Davis asked if Trump gamed some of the questions that might have come up with his team "or did he just [say] I'm going to go out there, confront these guys, and give 'em hell?"

US President Donald Trump addresses the Conservative Political Action Conference (CPAC) in Oxon Hill, Maryland, 24 February 2017 Reuters/Jonathan Ernst

"The president doesn't need to," Gorka replied, and was then asked why Trump made the specific error of claiming he had the biggest electoral college win since Reagan – all other presidents since have had larger college margins than Trump – a point of fact on which he was challenged by a reporter in the room and forced to backtrack.

"I think you're getting a little bit obsessive yourself," Gorka replied to Davis. "If you actually listen to the tape you just played, he said 'I guess I had the largest'. It wasn't an unequivocal statement of fact."
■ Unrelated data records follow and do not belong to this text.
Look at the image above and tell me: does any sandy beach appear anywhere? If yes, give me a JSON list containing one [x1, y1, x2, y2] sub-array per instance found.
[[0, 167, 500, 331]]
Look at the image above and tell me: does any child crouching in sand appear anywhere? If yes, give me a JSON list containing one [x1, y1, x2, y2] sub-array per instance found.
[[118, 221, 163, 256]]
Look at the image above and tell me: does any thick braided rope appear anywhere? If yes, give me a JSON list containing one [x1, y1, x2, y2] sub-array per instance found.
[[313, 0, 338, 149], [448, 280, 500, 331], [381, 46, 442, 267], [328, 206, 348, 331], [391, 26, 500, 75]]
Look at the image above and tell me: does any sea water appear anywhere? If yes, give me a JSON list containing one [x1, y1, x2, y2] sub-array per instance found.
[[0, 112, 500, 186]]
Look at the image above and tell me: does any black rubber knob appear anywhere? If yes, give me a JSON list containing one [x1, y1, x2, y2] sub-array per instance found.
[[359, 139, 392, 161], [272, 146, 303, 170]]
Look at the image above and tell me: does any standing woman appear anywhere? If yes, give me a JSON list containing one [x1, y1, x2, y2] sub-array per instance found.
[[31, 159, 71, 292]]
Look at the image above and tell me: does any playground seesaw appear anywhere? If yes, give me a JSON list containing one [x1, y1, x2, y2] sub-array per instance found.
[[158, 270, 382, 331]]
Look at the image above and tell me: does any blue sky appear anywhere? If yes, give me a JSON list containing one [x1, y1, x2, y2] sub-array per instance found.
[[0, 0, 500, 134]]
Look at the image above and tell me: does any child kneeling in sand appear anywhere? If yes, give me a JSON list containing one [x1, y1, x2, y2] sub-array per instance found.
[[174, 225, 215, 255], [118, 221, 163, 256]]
But is there something more sinister at play here? Throughout his interview, Gorka accused the BBC of pushing "fake news", and sought to undermine the interviewer's credibility by casually asserting that he was pushing a hidden agenda through his questions.

Trump often blasts media he doesn't like, such as CNN and the New York Times, as "fake news" for reporting on him critically. He says he is at "war" with the media, and called them an "enemy of the people" in another inflammatory attack, and his strategy chief, Steve Bannon, calls the mainstream media "the opposition party".

At a time when trust in established institutions has collapsed, and faith in traditional media has dissipated in particular, facts and objective truth become relative, hence Kellyanne Conway's "alternative facts" line.

For all its faults, the mainstream media is held legally accountable for what it writes, and its journalists work to ethical codes and standards, and try as best they can in good faith to stick to the facts. Reports may come with a partisan flavour, but the facts generally are just those – facts.

However, it boils down to who the audience trusts more to tell the truth. And for many people, after episodes such as WMDs in Iraq, the media loses that battle against President Trump and his administration. So Trump is free to blur the lines of fact and fiction, undermining the media's ability to hold him to account.

That is a dangerous road to go down. And, as populism rises across the western world, we appear to be halfway down it.